Regulatory Capital Requirements
Non-bank entities seeking to operate as payment system providers face significantly higher capital infusion mandates. Entry-level authorization will now require a minimum net worth of ₹5 crore. This figure must scale up to ₹15 crore within three years of receiving authorization, signaling a push for greater financial stability among digital payment operators.
Transaction and Balance Limits
The updated framework imposes tighter caps on balances and transactions for prepaid payment instruments (PPIs). Full-KYC compliant PPIs can maintain an outstanding balance of up to ₹2 lakh, with a corresponding monthly debit limit. Peer-to-peer fund transfers are capped at ₹25,000 per month. Cash loading into PPIs is also restricted to ₹10,000 per transaction.
Small PPI Restrictions
Small PPIs, which require minimal KYC, remain under strict control. These instruments will continue to have a balance cap of ₹10,000. Crucially, they will not offer any provision for fund transfers or withdrawals, limiting their utility to basic transaction purposes.
Interoperability and Usage
A significant stride towards enhanced usability is the mandatory interoperability for full-KYC PPIs.
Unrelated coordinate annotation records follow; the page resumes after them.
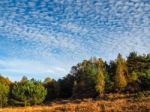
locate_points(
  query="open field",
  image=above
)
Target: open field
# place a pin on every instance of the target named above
(89, 105)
This will be facilitated through established card networks or the Unified Payments Interface (UPI). The RBI's objective is to allow seamless transactions across different platforms, improving the overall user experience. However, cross-border usage of PPIs has not been permitted under these revised norms.
Customer Protection Measures
Customer safeguards are reinforced, requiring issuers to provide clear, upfront disclosure of all charges and terms and conditions. A robust grievance redressal mechanism must be maintained, and all PPI issuers must adhere to the RBI’s Integrated Ombudsman Scheme. In cases of refunds, the amounts are to be credited immediately to the customer’s PPI, even if it temporarily exceeds established balance limits.
Operational Safeguards
Operational integrity is addressed through the requirement for non-bank issuers to maintain dedicated escrow accounts. These accounts must be held with scheduled commercial banks and ensure daily reconciliation between balances and outstanding liabilities. Procedures for deactivation are also clarified: PPIs will be deactivated after one year of inactivity and closed if not reactivated within another year, with remaining balances returned to the source account.
This broad update reflects the central bank's aim to build a standardized and secure digital payments system. By improving risk controls and operational strength, the RBI seeks to balance innovation with financial stability in India's fast-growing digital economy.